Nur Syahidah Binte Alim – Singapore’s first female Para archer and first world champion currently serves as a member of the Asian Paralympic Committee Athlete's Committee and was the Chairperson of the Singapore Para Athletes Commission from 2018-2020.
This category recognises the leadership and impact of National Paralympic Committees (NPCs) and International Federations (IFs) who promote and support women in sport:
World Para Powerlifting – Through collaboration with researchers, studies were conducted analysing the barriers and facilitators of female athletes, technical officials and coaches, which led to the development of dedicated programmes such as ‘She Can Lift’ that was launched to educate and empower women participants to become technical officials and coaches within the sport. She Can Lift engaged women in 25 countries and World Para Powerlifting has seen a 138 per cent increase in women participating in the sport since 2009.

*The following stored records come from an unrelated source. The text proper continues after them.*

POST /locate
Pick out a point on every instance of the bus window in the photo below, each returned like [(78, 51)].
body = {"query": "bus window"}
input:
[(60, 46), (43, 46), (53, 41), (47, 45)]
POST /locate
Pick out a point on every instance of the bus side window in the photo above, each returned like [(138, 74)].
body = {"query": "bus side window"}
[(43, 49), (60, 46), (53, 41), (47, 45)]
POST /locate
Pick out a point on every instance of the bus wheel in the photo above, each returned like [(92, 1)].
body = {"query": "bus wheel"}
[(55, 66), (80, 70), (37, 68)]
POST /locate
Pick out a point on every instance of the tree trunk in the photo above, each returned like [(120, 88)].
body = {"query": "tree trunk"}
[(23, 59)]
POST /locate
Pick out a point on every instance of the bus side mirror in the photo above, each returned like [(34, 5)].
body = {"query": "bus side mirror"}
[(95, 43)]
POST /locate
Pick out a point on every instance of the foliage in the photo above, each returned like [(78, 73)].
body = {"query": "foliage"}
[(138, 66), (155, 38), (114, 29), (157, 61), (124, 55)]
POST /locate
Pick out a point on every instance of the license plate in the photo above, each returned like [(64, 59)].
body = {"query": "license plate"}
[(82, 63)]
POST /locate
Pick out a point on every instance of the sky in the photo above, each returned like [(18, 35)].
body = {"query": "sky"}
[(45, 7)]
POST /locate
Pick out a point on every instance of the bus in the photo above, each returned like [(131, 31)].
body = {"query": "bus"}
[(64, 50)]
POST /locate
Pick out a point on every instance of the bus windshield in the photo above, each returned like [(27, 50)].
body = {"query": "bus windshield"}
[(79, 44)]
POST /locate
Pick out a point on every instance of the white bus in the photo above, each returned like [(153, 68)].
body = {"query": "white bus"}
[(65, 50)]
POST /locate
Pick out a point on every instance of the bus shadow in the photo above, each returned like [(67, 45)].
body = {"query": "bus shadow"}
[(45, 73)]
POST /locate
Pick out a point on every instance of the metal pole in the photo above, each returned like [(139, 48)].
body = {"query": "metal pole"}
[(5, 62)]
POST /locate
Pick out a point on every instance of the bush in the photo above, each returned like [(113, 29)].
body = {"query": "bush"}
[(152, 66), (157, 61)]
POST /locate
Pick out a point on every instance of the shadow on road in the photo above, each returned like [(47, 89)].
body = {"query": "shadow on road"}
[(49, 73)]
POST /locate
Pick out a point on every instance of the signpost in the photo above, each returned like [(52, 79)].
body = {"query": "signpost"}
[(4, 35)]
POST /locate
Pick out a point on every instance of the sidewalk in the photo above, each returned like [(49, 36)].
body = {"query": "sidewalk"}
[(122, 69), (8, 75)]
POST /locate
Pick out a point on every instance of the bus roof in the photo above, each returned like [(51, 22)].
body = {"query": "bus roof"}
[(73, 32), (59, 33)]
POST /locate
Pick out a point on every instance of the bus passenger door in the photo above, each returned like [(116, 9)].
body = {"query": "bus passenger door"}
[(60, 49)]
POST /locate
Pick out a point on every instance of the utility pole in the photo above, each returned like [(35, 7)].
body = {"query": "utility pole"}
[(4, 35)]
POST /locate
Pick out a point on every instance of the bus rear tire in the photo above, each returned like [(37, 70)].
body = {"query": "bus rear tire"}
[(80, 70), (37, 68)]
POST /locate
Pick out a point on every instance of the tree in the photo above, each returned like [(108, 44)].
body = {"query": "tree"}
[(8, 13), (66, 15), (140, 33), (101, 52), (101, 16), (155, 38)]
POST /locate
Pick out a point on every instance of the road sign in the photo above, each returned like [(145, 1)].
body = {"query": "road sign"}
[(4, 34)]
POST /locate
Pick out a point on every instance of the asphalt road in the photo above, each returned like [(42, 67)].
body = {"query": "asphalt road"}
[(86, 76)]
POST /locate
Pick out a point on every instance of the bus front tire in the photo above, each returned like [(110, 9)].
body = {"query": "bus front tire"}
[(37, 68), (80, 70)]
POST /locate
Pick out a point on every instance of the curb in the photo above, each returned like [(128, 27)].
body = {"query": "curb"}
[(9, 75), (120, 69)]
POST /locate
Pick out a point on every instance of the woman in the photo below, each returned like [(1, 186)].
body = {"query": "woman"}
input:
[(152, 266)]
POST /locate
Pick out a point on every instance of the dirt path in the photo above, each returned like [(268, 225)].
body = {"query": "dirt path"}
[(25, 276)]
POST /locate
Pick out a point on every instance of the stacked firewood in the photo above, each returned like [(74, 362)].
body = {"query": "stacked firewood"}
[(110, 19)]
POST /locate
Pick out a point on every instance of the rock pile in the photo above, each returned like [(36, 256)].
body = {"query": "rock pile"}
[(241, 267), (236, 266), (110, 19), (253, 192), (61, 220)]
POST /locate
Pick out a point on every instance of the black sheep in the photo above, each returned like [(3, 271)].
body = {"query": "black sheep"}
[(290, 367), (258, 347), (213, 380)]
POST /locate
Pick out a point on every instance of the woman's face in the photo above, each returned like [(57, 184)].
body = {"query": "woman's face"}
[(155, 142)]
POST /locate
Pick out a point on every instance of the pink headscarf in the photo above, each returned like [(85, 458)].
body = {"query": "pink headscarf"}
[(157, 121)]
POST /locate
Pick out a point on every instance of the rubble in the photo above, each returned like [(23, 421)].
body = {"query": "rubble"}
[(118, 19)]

Paralympics New Zealand – Through its commitment in being an equal opportunities employer, PNZ’s staff is comprised of 80 per cent female senior leadership and has many involved in advocacy for women and girls in sport. The achievements of its athletes have opened up numerous opportunities to promote diversity and inclusion; for example, Sport NZ media research project reported 57 per cent of Paralympic coverage includes women compared to 33 per cent of Olympic coverage.
NPC Peru – The growth and development of the NPC has involved and promoted not only the development of Para sport at the national level, but specifically the inclusion of Para female athletes.
The 2020 winners were Poland’s Paulina Malinowska-Kowalczyk (Builder), Jordan’s Maha Bargouthi (Next Generation Leader) and Paralympics Australia (National Paralympic Committee and International Federation).
The International Paralympic Committee (IPC) is the global governing body of the Paralympic Movement. It co-ordinates the organisation of the Summer and Winter Paralympic Games, and serves as the International Federation for 10 sports, for which it supervises and co-ordinates the World Championships and other competitions. The IPC’s vision is to enable Para athletes to achieve sporting excellence and inspire and excite the world.